Clarence was certainly not unmasculine. His electric, buoyant force could come only from a well-balanced condition of mind and body. And yet, there was about him something unfamiliar and undeniably disquieting, a superior gentleness, a sober patience which one ordinarily associated with a compassionate and broad-hearted woman. It occurred to Eric that Clarence was not unlike Sibert Mueller. In some respects that likable and innocently charitable man had also been unfamiliar to him, always. Perhaps it was that both Clarence and Mueller shared in common an hallucination of a universal and ultimate Good, in the face of all evidence to the contrary.

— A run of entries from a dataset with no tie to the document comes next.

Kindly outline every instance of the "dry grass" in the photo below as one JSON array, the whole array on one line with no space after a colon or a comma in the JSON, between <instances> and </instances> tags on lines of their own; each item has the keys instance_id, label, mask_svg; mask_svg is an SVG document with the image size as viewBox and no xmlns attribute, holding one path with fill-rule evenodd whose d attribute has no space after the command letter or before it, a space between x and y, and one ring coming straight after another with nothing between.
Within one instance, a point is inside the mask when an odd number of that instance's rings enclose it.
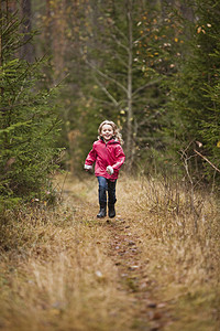
<instances>
[{"instance_id":1,"label":"dry grass","mask_svg":"<svg viewBox=\"0 0 220 331\"><path fill-rule=\"evenodd\" d=\"M54 210L26 207L1 224L0 330L151 330L147 319L156 319L158 330L219 330L213 197L196 193L190 209L179 184L122 177L118 218L109 227L96 220L96 179L58 182L63 199ZM130 276L123 286L110 254L112 237L125 235L124 222L139 248L135 290ZM125 255L120 263L128 264ZM166 323L144 312L143 327L146 277L151 297L168 311Z\"/></svg>"}]
</instances>

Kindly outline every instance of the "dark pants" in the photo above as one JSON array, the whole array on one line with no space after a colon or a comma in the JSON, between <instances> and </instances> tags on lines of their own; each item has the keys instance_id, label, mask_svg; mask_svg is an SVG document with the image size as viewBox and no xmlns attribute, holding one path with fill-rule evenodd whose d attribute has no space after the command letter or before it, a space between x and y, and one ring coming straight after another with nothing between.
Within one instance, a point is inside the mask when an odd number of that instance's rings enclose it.
<instances>
[{"instance_id":1,"label":"dark pants","mask_svg":"<svg viewBox=\"0 0 220 331\"><path fill-rule=\"evenodd\" d=\"M108 203L114 204L117 202L116 199L116 181L110 181L105 177L97 177L99 182L99 204L106 205L107 204L107 191L108 191Z\"/></svg>"}]
</instances>

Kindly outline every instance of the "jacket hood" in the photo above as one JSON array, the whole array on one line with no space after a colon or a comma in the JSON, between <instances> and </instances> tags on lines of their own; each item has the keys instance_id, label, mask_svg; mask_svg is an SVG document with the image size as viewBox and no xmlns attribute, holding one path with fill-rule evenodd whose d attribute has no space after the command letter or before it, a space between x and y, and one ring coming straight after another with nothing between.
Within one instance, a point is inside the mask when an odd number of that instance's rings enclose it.
<instances>
[{"instance_id":1,"label":"jacket hood","mask_svg":"<svg viewBox=\"0 0 220 331\"><path fill-rule=\"evenodd\" d=\"M119 141L119 139L118 138L116 138L116 137L112 137L109 141L105 141L105 139L103 139L103 137L100 137L100 139L99 140L101 140L103 143L119 143L120 145L120 141Z\"/></svg>"}]
</instances>

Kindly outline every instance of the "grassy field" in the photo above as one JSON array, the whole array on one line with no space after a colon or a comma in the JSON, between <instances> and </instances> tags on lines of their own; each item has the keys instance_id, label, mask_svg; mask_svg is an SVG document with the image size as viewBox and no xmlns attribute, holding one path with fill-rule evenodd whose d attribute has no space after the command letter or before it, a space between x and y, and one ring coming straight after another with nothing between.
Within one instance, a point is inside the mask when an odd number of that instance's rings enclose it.
<instances>
[{"instance_id":1,"label":"grassy field","mask_svg":"<svg viewBox=\"0 0 220 331\"><path fill-rule=\"evenodd\" d=\"M59 203L1 220L0 330L220 330L220 211L180 183L121 177L117 217L97 181L59 177Z\"/></svg>"}]
</instances>

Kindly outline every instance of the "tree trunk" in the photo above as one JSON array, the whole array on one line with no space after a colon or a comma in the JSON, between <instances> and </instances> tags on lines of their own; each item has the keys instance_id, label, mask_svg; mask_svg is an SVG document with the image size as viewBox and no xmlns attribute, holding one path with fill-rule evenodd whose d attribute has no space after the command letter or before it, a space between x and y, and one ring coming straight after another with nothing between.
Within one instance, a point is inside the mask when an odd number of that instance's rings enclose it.
<instances>
[{"instance_id":1,"label":"tree trunk","mask_svg":"<svg viewBox=\"0 0 220 331\"><path fill-rule=\"evenodd\" d=\"M132 0L128 0L129 62L128 62L128 116L127 116L127 167L131 171L133 162L133 108L132 108L132 65L133 65Z\"/></svg>"},{"instance_id":2,"label":"tree trunk","mask_svg":"<svg viewBox=\"0 0 220 331\"><path fill-rule=\"evenodd\" d=\"M23 33L24 33L24 44L21 50L21 57L25 58L28 62L33 62L34 49L33 45L29 42L31 30L32 30L32 10L31 10L31 0L22 0L22 17L23 17Z\"/></svg>"}]
</instances>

Instead of going upstairs immediately, Eric stood looking at the bowl of everlastings, chaste and rigid, under the lamp on the maple table. His thoughts were in disorder, his feelings at odds. His grandfather had lived to see this house magically lighted from the power line out of Inglebrook. And long afterwards a woman had deftly arranged these demure flowers under a light, to last throughout a winter, throughout winters. Andrew Clarence’s wife, whose name was Lydie. Either a tub or a lath of a woman, probably, who would play the organ in the country church on Sundays and on these frenzied Thursday nights when her husband charmed the moon-faced gathering into a blubbering, hysterical faith in existence by the simple device of being himself. Saint Paul had done it in any number of unlikely places on the Mediterranean, centuries ago, without the aid of a wife.

Eric stood for a moment before the table, then snapped off one of the prim, unscented flowers and drew it through the buttonhole of his lapel. He smiled as he saluted the room, but he was grave when he said, “À vous, Madame Lydie! May your offspring flourish in this, the house of my birth!”

Then he turned slowly away and went upstairs.